Brendan, you also said (in comments on your own blog post that I 'reversed the logic of ScreamingMonkey to try to "prove" that ES4 requires a new VM.'

No, I never tried to "prove" that ES4 requires a new VM. I said 1) ScreamingMonkey pushes a new VM into IE, and will cause ES4 scripts to not be run in the same VM as ES3, within IE. (True, yes? Please tell me if I'm wrong here, as I'm (obviously) not as intimately familiar with ScreamingMonkey as you are.) And I also said 2) in my opinion, ES4 VM compatibility with ES3 (in perf characteristics in particular, but I'm betting in other ways as well) will likely cause interop problems. I understand your ideal is that an ES4 VM ought to be able to run ES3 scripts; I expressed skepticism this will happen, given the scope of changes to the language in ES4. Again, my opinion.
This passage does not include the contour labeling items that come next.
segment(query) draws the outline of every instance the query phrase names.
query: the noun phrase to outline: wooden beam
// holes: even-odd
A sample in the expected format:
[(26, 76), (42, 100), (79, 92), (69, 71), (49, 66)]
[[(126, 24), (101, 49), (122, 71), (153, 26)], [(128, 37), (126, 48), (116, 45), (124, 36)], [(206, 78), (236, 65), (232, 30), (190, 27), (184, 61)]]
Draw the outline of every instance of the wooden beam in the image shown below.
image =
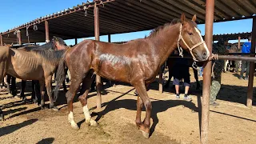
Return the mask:
[[(255, 53), (255, 42), (256, 42), (256, 18), (253, 18), (253, 32), (251, 38), (251, 48), (250, 53)], [(251, 56), (252, 57), (252, 56)], [(249, 81), (248, 81), (248, 90), (247, 90), (247, 107), (251, 108), (253, 104), (253, 94), (254, 94), (254, 62), (250, 62), (250, 71), (249, 71)]]
[(240, 50), (241, 49), (241, 44), (240, 44), (240, 42), (241, 42), (241, 37), (238, 36), (238, 49)]
[[(95, 40), (99, 41), (99, 18), (98, 18), (98, 7), (94, 5), (94, 34)], [(102, 82), (101, 77), (99, 75), (96, 75), (96, 88), (97, 88), (97, 108), (102, 108), (102, 95), (101, 95), (101, 89), (102, 89)]]
[(160, 70), (159, 70), (159, 86), (158, 86), (158, 90), (159, 93), (162, 94), (163, 90), (162, 90), (162, 66), (160, 67)]
[[(206, 36), (205, 41), (212, 53), (213, 46), (213, 25), (214, 15), (214, 0), (206, 0)], [(210, 114), (210, 92), (211, 84), (211, 61), (206, 62), (203, 70), (202, 120), (201, 120), (201, 143), (208, 143), (208, 128)]]
[(18, 40), (18, 45), (22, 46), (22, 32), (21, 32), (21, 30), (17, 30), (16, 34), (17, 34)]
[(74, 38), (74, 45), (78, 44), (78, 38)]
[(48, 42), (50, 42), (48, 21), (45, 21), (45, 29), (46, 29), (46, 42), (48, 43)]
[(111, 34), (107, 34), (107, 42), (111, 42)]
You said "To prove this, I'll make a promise: if Microsoft truly embraces ES4 and ships it in an IE beta, I'll put ScreamingMonkey on hiatus."  I don’t care personally if you put ScreamingMonkey on hiatus or not. I think it’s self-defeating, personally - if it does ship and gets uptake, it would cause compat problems for us to take over handling ES4 in our own VM later. It's kinda saying you expect Microsoft can't to come up with an interoperable implementation of the future Javascript standard.

Personally, I think you'd have been better served following my personal one-on-one advice to you back in March at SXSW - try to work WITH the Microsoft Script guys, because they are neither crazy nor trying to obstruct progressing Javascript to a good, powerful, competitive-with-other-modern-languages future. They may have different ideas of how big a step you can take at a time, but none of us are looking to stagnate Javascript, as you have claimed. I'd like to see more than "deferred JScript maintenance and ES3 spec-polishing," despite what you think.

I think thus far you have preferred not to follow that advice. I'd prefer not to have a "split" in TG-1; I'd prefer that we evolve Javascript in a way that will work for more of the web (browsers, developers, et al) at the same time. Perhaps instead of thinking that Microsoft has to lose, you should think about how we could all win.